Teenager, Parents Arrested for Trespassing After Violating School’s Quarantine
By Corinne Murdock |
Last Friday, a teenage student and her parents were arrested for trespassing as they advocated for her education. The family was attempting to negotiate their daughter’s forced quarantine with the school principal. According to the parents, Damien and Jennifer Majuta, their daughter was healthy and not proven to be infected. The semester had just begun the previous week.
Sahuarita Unified School District (SUSD) policy requires that individuals potentially exposed to COVID-19 must quarantine for 10 days or until they receive a negative test. Even with a negative test, students must quarantine at least 7 days. Walden Grove High School (WGHS) thereby prohibited the Majutas’ daughter from attending school. Contact tracing indicated that she’d potentially been exposed to an infected individual.
AZ Free News inquired with SUSD about their policies for mitigating learning loss, as well as providing for students who rely on in-person resources such as school meals. SUSD didn’t respond by press time.
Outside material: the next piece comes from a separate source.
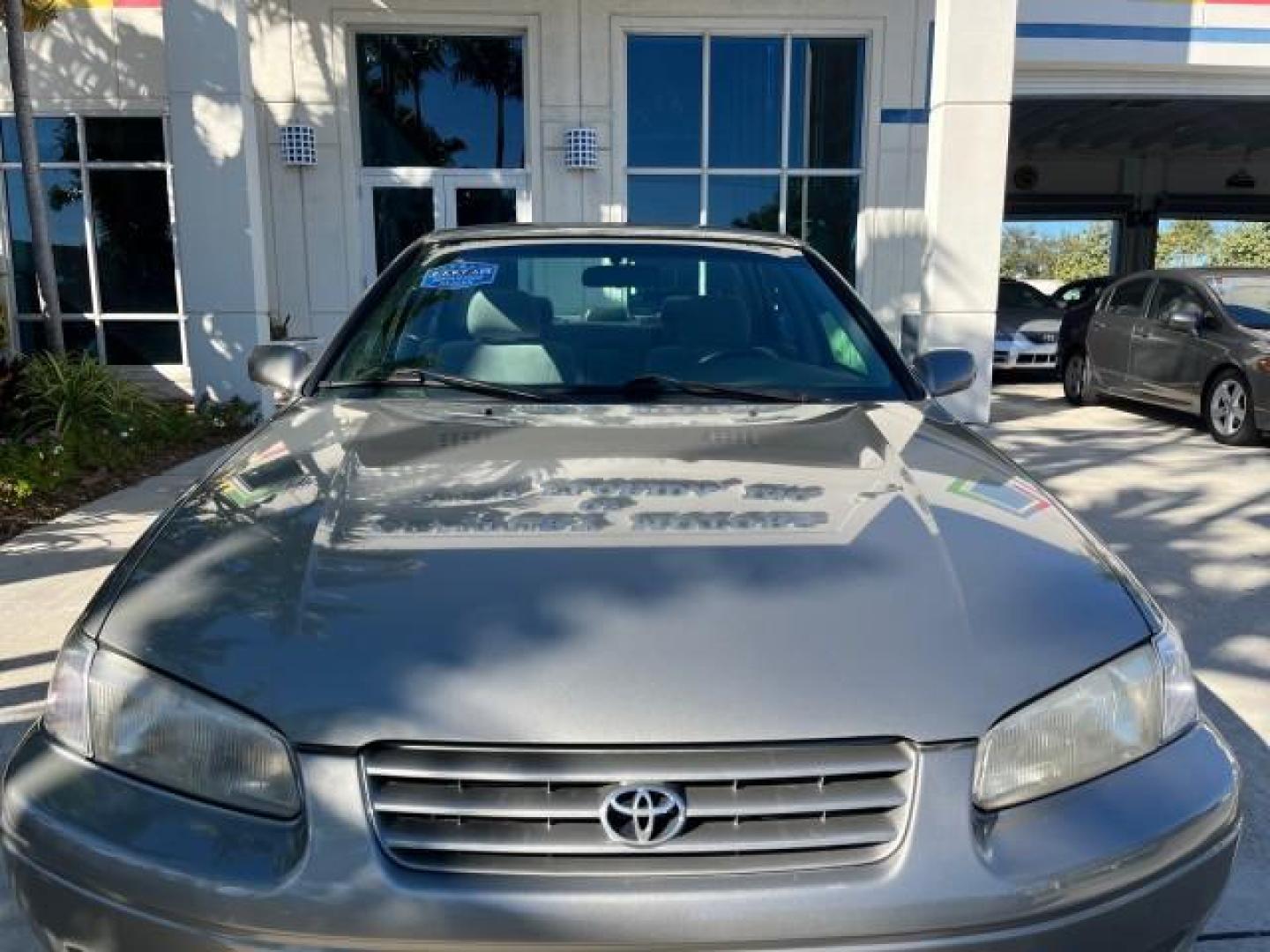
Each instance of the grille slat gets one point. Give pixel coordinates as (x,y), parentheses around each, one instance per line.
(748,809)
(589,839)
(582,802)
(675,766)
Five other adults accompanied the Majutas to contest the apparently-healthy student’s quarantine. When the group of seven wouldn’t leave, Sahuarita Police Department (SPD) responded to the scene. SPD attempted to mediate the situation. Ultimately, they arrested the Majutas for trespassing at WGHS’s insistence. SPD published an account of the incident on Facebook.
Videos captured of the Majutas show them insisting to the officers that they’d broken no laws by bringing their daughter to school.
Jennifer Majuta insisted that trespassing doesn’t apply because her daughter is legally enrolled in the school, and that no laws exist concerning quarantining measures imposed by public schools. Jennifer Majuta pleaded with the officers to understand that their daughter would never get to go to school because of constant quarantines.
“There is no law. They have no justification to remove her from the school. She is legally enrolled in the school. If you want to remove my husband and I – we are her legal guardians, she is an underage minor – you can either arrest her with us, [or] you can leave her here, and we respect you, you can do whatever you need to do, but we will be filming it and we will go peacefully,” said Jennifer Majuta. “You guys are backing somebody – an entity – that is not even based in law.”
An SPD officer responded that the law empowers schools to send home students for any reason. He pleaded with the Majutas to not make them arrest their family. The officer asked if there was anything he could say or do to convince them to leave the campus. Daniel Majuta said that they could allow his daughter the right to receive her education. The officer said he had no control over that.
“The law is – they are asking you to leave, they are asking your daughter to leave,” said the officer.
Damien Majuta emphasized that the arrests needed to be done. He insisted that no other recourse existed. According to the Majutas, they’d attempted to speak with the district and school board on multiple occasions about COVID policy, to no avail.
“People throughout history have [had] to stand up to get things to change,” said Damien Majuta. “The optics are in our favor. The school district is going to get in a lot of trouble for this.”
SPD released the Majutas by citation after photographing and fingerprinting them.